Facilities that haphazardly pursue populations outside of what they were originally financed to serve run the risk of being labeled as inept and unskilled, and can also have trouble getting a loan or refinancing, says Imran Javaid, managing director of Commercial and Specialty Finance at Capital One Bank.

“I like lending to all types of care facilities, be it nursing homes or those serving psychiatric or developmentally disabled populations, but I definitely treat them differently, and I don’t know if I’ve seen anyone do the intermingling piece very well,” Javaid says.

He notes that whenever he’s visited facilities serving both geriatric and drug rehab patients, for example, it feels odd to him, and often seems like it doesn’t serve either population very well, perhaps due to the different staff training needs of these two groups. 

“If you try to do too many things as an institution, it often turns you into a jack-of-all-trades and you aren’t really viewed as good at anything,” Javaid notes.

Steve Kennedy, managing director at Lancaster Pollard, also cautions skilled nursing facility owners and operators about the introduction of an atypical resident population because it might greatly affect financing options.

“Depending on the scope of the atypical resident population, FHA/HUD leadership can designate such a facility as ‘special use,’ a designation that can result in longer loan processing times, valuation haircuts and even loan rejection,” Kennedy says. 

Loan-terms caution

Dan Biron, senior vice president at Berkadia, also notes that when a loan is underwritten that you’re providing assistance to seniors, you run the risk of breaking your loan covenant if you suddenly decide to add a new population to the mix. 

“A lender is just not going to be thrilled with that change and will likely not approve it,” he says.

In addition, from an investment sales perspective, the buyer pool for these types of mixed-use facilities is much more shallow than that of a traditional skilled nursing facility, and is often limited to other owner/operators operating in the same arena, says Jeff Binder, principal and managing director at Senior Living Investment Brokerage Inc. In the end, he says, it really comes down to image. 

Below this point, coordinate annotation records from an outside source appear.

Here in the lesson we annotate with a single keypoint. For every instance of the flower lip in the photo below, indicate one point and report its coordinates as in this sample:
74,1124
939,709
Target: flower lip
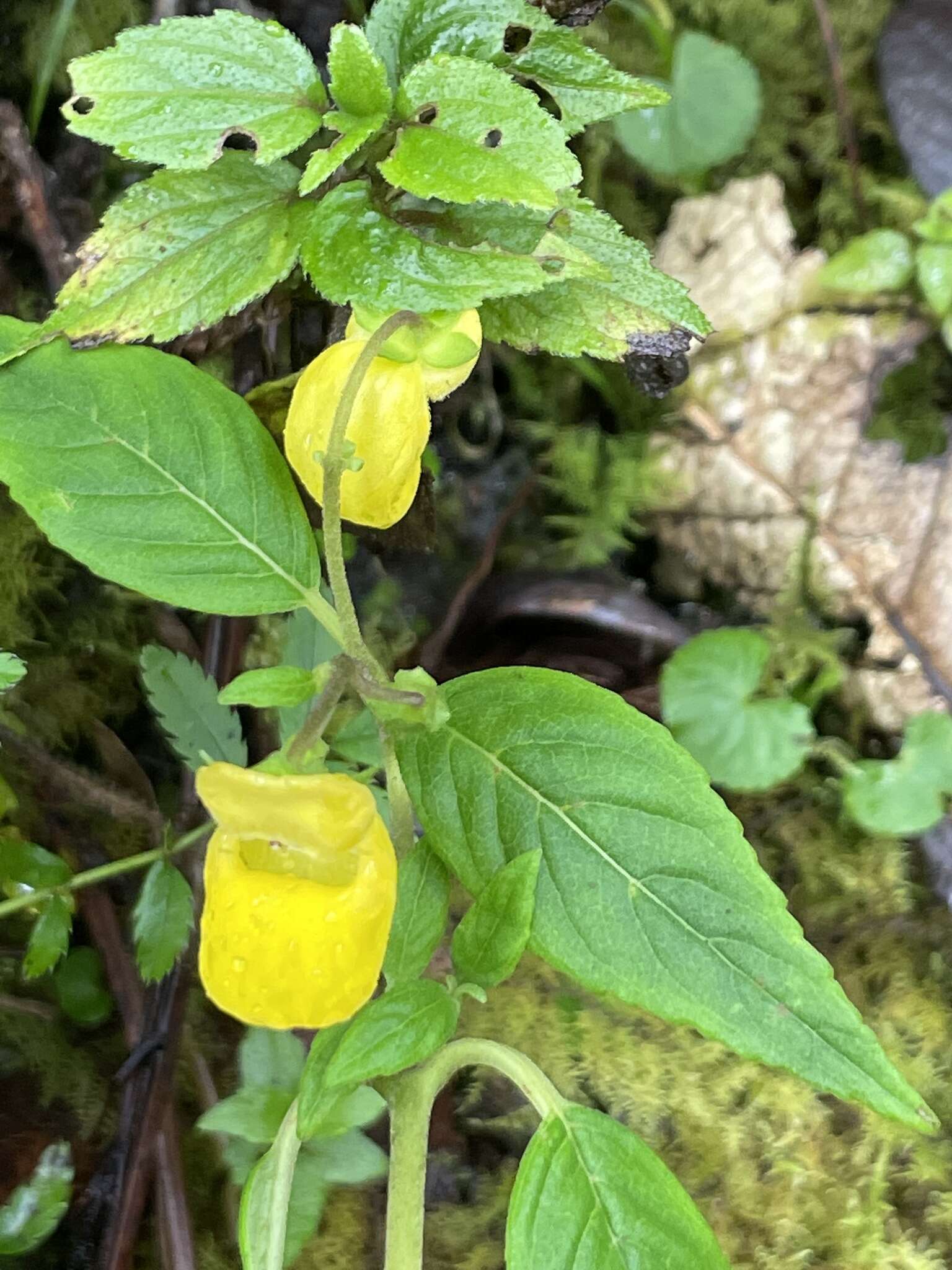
304,826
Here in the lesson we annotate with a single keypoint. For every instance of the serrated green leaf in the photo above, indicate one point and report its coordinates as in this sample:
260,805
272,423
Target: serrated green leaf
156,477
271,686
81,987
714,111
358,78
493,935
875,262
186,701
394,1032
472,135
12,671
162,920
631,308
29,865
254,1113
407,271
305,644
907,794
180,251
933,271
263,1214
583,83
420,913
936,226
407,32
355,133
50,938
174,93
36,1208
646,887
584,86
591,1194
270,1057
710,701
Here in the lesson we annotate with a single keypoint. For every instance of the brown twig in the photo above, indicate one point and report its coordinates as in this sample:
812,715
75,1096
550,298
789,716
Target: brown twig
29,180
59,781
436,646
844,111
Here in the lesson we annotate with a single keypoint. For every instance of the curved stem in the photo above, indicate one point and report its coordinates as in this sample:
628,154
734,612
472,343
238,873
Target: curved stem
402,813
322,714
102,873
325,614
410,1098
352,638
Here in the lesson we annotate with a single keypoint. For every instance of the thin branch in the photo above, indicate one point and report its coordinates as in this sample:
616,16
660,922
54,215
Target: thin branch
59,781
29,180
844,110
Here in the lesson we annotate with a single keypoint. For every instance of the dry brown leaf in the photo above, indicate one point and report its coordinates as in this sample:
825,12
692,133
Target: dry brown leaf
776,454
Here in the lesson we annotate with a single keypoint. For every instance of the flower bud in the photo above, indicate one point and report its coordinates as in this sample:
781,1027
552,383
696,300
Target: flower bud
436,340
389,430
300,884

“If you research the profile for the type of facility that has moved down this path, I think you will find a 40- to 50-year-old, capital-starved asset with a payor mix hovering around 100 percent Medicaid, and a tainted reputation,” Binder says. “Quite simply, the mixing of traditional geriatric residents with a less desirable population, even if measures are taken to isolate one group from the other, will typically further deteriorate the reputation and financial performance of the asset.”

Go deep, not wide

Rather than pursuing alternative models of care, skilled nursing facilities may want to consider making small capital improvements as a way to improve occupancy and increase revenue, Stroiman says. 

Medicare patients — the most desired residents in the industry right now — want private rooms that are less institutional and more hospitality-driven, he notes. 

“Most Medicare patients would go to a less desirable facility with a private room than to a nicer building in a semi private-room, particularly if they’re going just for a couple of weeks,” Binder says. “Why not take several beds off-line and turn a few of your facility’s semi-private rooms into privates? You might be giving up a bed, but you’re gaining so much more in revenue.”

He also suggests small, relatively inexpensive tweaks such as adding a fresh coat of paint to the facility and installing flat-screen televisions in every room.

“Some of the smallest changes,” adds Stroiman, “can make the biggest difference at a nursing home.”